Though Dr. Darling may beg to differ, we have a fairly even distribution of labor when it comes to household chores getting done at The Penthouse Nordic. We’ve gotten into a comfortable routine that has us each focusing on the tasks we’re best at or mind the least. For example, I do the majority of the meal-planning and cooking while the methodical Swede tackles most of the deep-cleaning jobs and handles our banking and bill-paying.
We take turns with the weekly laundry detail; I do it on the Saturdays that Dr. Darling is working, and she does it on the Mondays of her alternating three-day weekends. Though it’s not exactly even-steven because there are usually 9 days of dirty clothes accumulated for her laundry day and only 5-days worth for mine, which is why I always strip the bed and wash sheets and pillow cases on my Saturdays.

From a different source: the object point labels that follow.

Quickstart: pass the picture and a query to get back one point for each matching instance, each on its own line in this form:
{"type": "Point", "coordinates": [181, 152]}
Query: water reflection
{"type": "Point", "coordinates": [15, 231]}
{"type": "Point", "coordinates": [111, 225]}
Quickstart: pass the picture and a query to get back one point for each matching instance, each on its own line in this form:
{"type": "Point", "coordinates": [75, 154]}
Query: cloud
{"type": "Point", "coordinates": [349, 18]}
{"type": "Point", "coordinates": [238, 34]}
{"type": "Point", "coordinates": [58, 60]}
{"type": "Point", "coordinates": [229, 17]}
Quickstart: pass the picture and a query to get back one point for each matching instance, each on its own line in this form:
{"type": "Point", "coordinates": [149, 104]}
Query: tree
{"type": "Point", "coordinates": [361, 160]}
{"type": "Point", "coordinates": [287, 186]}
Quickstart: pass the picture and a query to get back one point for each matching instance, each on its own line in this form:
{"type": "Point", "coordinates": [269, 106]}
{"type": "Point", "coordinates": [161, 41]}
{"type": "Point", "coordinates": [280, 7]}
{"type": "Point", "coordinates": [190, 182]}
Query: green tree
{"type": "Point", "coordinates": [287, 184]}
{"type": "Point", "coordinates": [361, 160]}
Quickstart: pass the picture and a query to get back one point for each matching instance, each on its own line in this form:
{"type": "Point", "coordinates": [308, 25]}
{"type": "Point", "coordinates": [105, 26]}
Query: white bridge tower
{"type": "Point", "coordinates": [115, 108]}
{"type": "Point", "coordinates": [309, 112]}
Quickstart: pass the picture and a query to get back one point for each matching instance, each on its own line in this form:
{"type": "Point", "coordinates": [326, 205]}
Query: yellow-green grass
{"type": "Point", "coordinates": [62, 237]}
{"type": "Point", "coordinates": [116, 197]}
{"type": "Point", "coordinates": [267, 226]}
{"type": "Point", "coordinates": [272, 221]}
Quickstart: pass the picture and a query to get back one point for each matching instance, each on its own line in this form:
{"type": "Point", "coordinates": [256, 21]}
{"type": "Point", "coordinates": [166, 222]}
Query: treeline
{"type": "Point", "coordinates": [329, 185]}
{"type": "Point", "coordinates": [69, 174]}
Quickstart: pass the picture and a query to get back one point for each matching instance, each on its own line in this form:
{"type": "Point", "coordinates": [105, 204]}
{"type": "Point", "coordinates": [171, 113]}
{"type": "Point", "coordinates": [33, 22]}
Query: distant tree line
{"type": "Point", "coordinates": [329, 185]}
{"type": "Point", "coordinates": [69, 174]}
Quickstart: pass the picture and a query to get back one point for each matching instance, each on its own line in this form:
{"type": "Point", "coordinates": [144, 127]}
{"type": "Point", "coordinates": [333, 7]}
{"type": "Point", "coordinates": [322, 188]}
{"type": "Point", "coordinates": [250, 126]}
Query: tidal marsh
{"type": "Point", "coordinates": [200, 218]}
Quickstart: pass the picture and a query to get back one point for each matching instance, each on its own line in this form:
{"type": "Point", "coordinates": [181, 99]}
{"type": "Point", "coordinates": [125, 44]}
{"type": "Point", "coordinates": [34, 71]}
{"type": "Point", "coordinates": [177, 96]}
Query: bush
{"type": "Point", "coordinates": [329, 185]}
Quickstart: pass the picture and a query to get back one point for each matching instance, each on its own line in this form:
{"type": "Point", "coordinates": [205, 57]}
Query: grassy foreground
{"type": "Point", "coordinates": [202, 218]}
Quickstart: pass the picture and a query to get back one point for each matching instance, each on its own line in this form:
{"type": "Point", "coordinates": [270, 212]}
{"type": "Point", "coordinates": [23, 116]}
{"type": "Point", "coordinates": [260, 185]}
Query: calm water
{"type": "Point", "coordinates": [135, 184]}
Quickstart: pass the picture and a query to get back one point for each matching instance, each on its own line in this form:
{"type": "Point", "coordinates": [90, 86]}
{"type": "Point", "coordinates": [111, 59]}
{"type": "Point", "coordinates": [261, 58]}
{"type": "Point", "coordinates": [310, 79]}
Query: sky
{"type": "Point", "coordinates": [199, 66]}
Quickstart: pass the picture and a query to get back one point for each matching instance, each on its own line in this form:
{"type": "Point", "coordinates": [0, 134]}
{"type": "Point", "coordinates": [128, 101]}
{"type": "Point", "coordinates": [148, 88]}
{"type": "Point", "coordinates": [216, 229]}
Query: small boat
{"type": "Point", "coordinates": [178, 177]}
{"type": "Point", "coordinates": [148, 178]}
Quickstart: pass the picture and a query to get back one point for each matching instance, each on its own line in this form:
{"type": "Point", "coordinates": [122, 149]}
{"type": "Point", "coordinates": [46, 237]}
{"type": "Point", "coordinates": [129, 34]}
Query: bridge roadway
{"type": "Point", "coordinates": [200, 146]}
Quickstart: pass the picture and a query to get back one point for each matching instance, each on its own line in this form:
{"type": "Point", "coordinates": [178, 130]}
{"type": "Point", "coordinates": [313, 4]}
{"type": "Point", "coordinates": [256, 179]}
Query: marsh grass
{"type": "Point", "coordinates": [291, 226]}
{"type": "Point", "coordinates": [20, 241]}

The other inequity to this schedule has to do with the facilities. There are three laundry rooms in the basement of our building, but the quality and efficiency of the equipment varies significantly between them. The one closest to our apartment (oddly designated as #5 despite being 1 of 3) happens to have the newest washers and tumble dryer, which makes it much in demand … especially on weekends. But because the new-ish high-tech yet pain-in-the-@$$ electronic booking system will only allow us to reserve one laundry room once per week, the Saturday morning slot for No. 5 has invariably been claimed by the time Dr. Darling finishes her turn on Monday.
This means I end up in No. 3, which features one machine so ancient that you have to spin your clean wash in a separate centrifuge before putting it in the equally antique one-temperature-&-timed-cycle-fits-all tumble dryer or hanging them in the drying room. So even though there is less to wash on MY laundry day, it’s a lot more labor-intensive.
This past Monday was Dr. Darling‘s turn, but when I got home from work, something prompted me to inquire how the task had gone that morning. It was an odd question for me to ask … I mean, how much can go wrong in the luxury of Laundry Room No. 5?
“Just fine,” was the answer, followed by: “I was able to reserve the good laundry room for you on Saturday.”
Shazz: Honey! I KNEW you were going to say that!
Dr. Darling: Well I always try to get No. 5, but it’s hardly ever free by the time I’m done.
Shazz: I mean I *knew* you had gotten it today! It was like a premonition! Sometimes I’m really quite psychic at times.
Dr. Darling: What a shame to have wasted this amazing ability on our laundry booking.
Clearly being psychic does not trump a perennial case of bad timing.